Il n’y aura pas de réforme si
les parents d’élèves refusent que leurs enfants soient confiés à des non enseignants et exigent à la place des remplaçants titulaires.

Ce qui est inadmissible c’est l’irresponsabilité du gouvernement qui n’hésite pas à confier des enfants à des personnes moins qualifiées que des animateurs de centre de loisirs. C’est l’indifférence du gouvernement pour la qualité de l’enseignement dispensé aux élèves dans l’Ecole publique.

Concernant les PE1 ( dont certains sont mes étudiants ) qui vont effectuer ces remplacements, ils sont en panique à l’idée d’assurer la classe tout seul à partir de lundi prochain. Les 6 heures de « préparation » organisées par l’Inspection académique ont eu lieu mercredi dernier la veille du concours blanc ! Concours qu’ils ont passé le jeudi et vendredi en se demandant comment ils allaient faire classe le lundi suivant. Ils n’ont donc pas pu réviser le concours blanc comme les autres ni composer avec toute la concentration requise. Au final, les étudiants les plus en difficulté économique se retrouvent avec des chances de succès au concours amoindries. C’est inadmissible.

Le tract distribué indique très clairement à plusieurs endroits que la situation incombe au gouvernement et non aux étudiants remplaçants. A la fin du tract, on invite les parents à interpeller l’Inspection académique et non à lyncher les étudiants. Le compte rendu de l’A.G. de ville parents/enseignants d’Aubervilliers montre que les parents ne s’y trompent pas.

L’Inspection académique de Seine Saint-Denis et les Inspecteurs de circonscription font tout leur possible pour cacher aux parents d’élèves et aux enseignants des écoles concernées le statut véritable de ces étudiants remplaçants. Ne pas le révéler aux premiers concernés c’est faciliter la tâche du gouvernement et permettre que la réforme se mette en place sans réaction.

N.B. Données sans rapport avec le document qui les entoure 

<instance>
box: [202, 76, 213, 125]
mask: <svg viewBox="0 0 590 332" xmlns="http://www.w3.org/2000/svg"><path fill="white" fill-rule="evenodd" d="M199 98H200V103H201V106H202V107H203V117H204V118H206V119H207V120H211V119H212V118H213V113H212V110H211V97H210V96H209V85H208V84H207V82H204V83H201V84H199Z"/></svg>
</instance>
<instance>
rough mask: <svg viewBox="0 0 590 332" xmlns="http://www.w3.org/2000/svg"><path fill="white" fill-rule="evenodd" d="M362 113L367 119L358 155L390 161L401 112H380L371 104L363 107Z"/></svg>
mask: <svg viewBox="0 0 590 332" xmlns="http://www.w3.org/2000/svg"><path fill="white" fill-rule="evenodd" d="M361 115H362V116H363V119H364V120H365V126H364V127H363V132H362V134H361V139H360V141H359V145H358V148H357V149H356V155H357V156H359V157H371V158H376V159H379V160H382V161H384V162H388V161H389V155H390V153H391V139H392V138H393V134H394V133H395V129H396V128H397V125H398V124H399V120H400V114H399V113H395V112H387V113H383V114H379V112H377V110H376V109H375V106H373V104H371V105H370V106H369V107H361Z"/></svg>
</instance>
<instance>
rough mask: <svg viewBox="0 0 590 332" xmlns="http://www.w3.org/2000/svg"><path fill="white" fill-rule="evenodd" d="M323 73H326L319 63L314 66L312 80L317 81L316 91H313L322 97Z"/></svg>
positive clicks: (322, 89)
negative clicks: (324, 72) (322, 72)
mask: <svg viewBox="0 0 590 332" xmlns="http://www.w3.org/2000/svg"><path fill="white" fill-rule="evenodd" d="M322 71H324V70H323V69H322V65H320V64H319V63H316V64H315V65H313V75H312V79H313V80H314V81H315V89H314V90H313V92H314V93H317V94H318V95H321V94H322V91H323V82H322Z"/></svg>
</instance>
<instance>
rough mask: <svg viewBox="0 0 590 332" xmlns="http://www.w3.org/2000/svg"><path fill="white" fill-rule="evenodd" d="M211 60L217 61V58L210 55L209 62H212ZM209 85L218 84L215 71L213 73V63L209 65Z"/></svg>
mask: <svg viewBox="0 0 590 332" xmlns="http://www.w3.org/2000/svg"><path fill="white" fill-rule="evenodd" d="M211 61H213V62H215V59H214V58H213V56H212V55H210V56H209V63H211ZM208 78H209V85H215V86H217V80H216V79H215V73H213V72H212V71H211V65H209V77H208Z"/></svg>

Nous devons contribuer à rendre visibles à la population les effets de cette réforme. Les conditions du combat contre la réforme sont aujourd’hui plus favorables. Jusqu’à maintenant, il fallait expliquer la masterisation et on a vu la difficulté pour des non initiés à entrer dans un dossier si technique. Maintenant, les questions sont simples : est-ce que les élèves doivent être ou non confiés à des enseignants ? Est-ce que l’école publique doit rester un lieu d’enseignement ou devenir une garderie ?

Refuser d’établir un lien entre des remplacements effectués par des étudiants (pour ne pas les mettre en difficulté vis-à-vis des parents) et la qualité de l’enseignement dispensé, c’est implicitement reconnaître qu’enseigner n’est pas forcément un métier qui s’apprend.

Didier Frydman

ASSEMBLÉE GÉNÉRALE PARENTS/ENSEIGNANTS du 11 FÉVRIER 2010 à Aubervilliers :

École Firmin Gémier

RELEVÉ DE DÉCISIONS

LA FCPE, avec le soutien des syndicats FSU, CGT, Sud, a présenté les réformes en cours de l’ Éducation Nationale dans le primaire et le secondaire. 60 personnes étaient présents.

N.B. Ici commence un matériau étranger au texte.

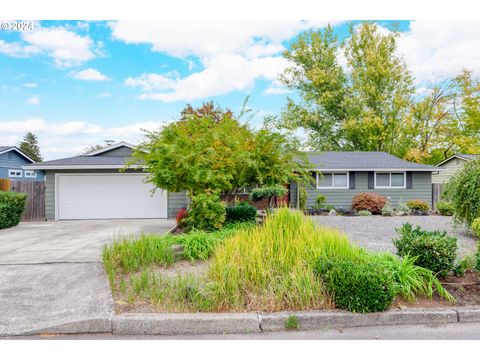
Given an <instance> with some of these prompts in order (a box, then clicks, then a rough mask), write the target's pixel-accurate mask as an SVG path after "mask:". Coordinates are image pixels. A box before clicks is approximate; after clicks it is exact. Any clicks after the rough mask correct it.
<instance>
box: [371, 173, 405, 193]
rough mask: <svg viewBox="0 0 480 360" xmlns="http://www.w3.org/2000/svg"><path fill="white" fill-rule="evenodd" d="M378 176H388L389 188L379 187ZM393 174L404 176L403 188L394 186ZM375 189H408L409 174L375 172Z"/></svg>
mask: <svg viewBox="0 0 480 360" xmlns="http://www.w3.org/2000/svg"><path fill="white" fill-rule="evenodd" d="M377 174H388V175H389V176H388V183H389V186H377ZM392 174H403V186H392ZM374 183H375V184H374V188H375V189H406V188H407V172H406V171H375V174H374Z"/></svg>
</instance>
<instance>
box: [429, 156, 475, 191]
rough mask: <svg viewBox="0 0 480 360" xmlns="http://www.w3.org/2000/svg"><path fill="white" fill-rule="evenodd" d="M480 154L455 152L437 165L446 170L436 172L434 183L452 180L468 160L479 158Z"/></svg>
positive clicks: (444, 183) (435, 183)
mask: <svg viewBox="0 0 480 360" xmlns="http://www.w3.org/2000/svg"><path fill="white" fill-rule="evenodd" d="M479 158H480V155H479V154H477V155H472V154H470V155H469V154H455V155H452V156H450V157H449V158H448V159H445V160H443V161H441V162H439V163H438V164H437V165H436V166H438V167H439V168H441V169H443V170H444V171H442V172H440V173H438V174H434V175H433V176H432V182H433V183H434V184H445V183H447V182H448V180H450V178H451V177H452V176H453V175H454V174H455V173H456V172H457V171H458V170H460V169H461V168H462V167H463V166H464V165H465V164H466V163H467V162H468V161H471V160H474V159H479Z"/></svg>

Il est ressorti des débats des interrogations vis-à-vis de la qualité des enseignements, des conditions de travail des enseignants et des conditions de vie scolaire des élèves. Par ailleurs, la dégradation de l’enseignement scolaire ira dans le sens d’une accentuation des inégalités à l’école et de la privatisation progressive des établissements scolaires. La mobilisation des parents d’élèves dans les écoles, les collèges et les lycées parait indispensable. A la suite des débats, il a été décidé une série d’actions dans la semaine.

- Jeudi :  signature de la pétition ci-jointe (vendredi, samedi, dimanche, lundi, mardi) pour la remettre à l’inspectrice Mme Zarkout mardi

- Samedi matin :  10h30, La poste de la mairie: distribution de tracts d’informations et pétition.

- Lundi ( jour d’arrivée des étudiants-remplaçants dans 6 écoles d’Aubervilliers ) : la FCPE demande un RDV d’urgence à l’inspectrice de l’Éducation Nationale (IEN) d’Aubervilliers Mme Zarkout pour dénoncer ces conditions indignes de remplacement par des personnels non formés.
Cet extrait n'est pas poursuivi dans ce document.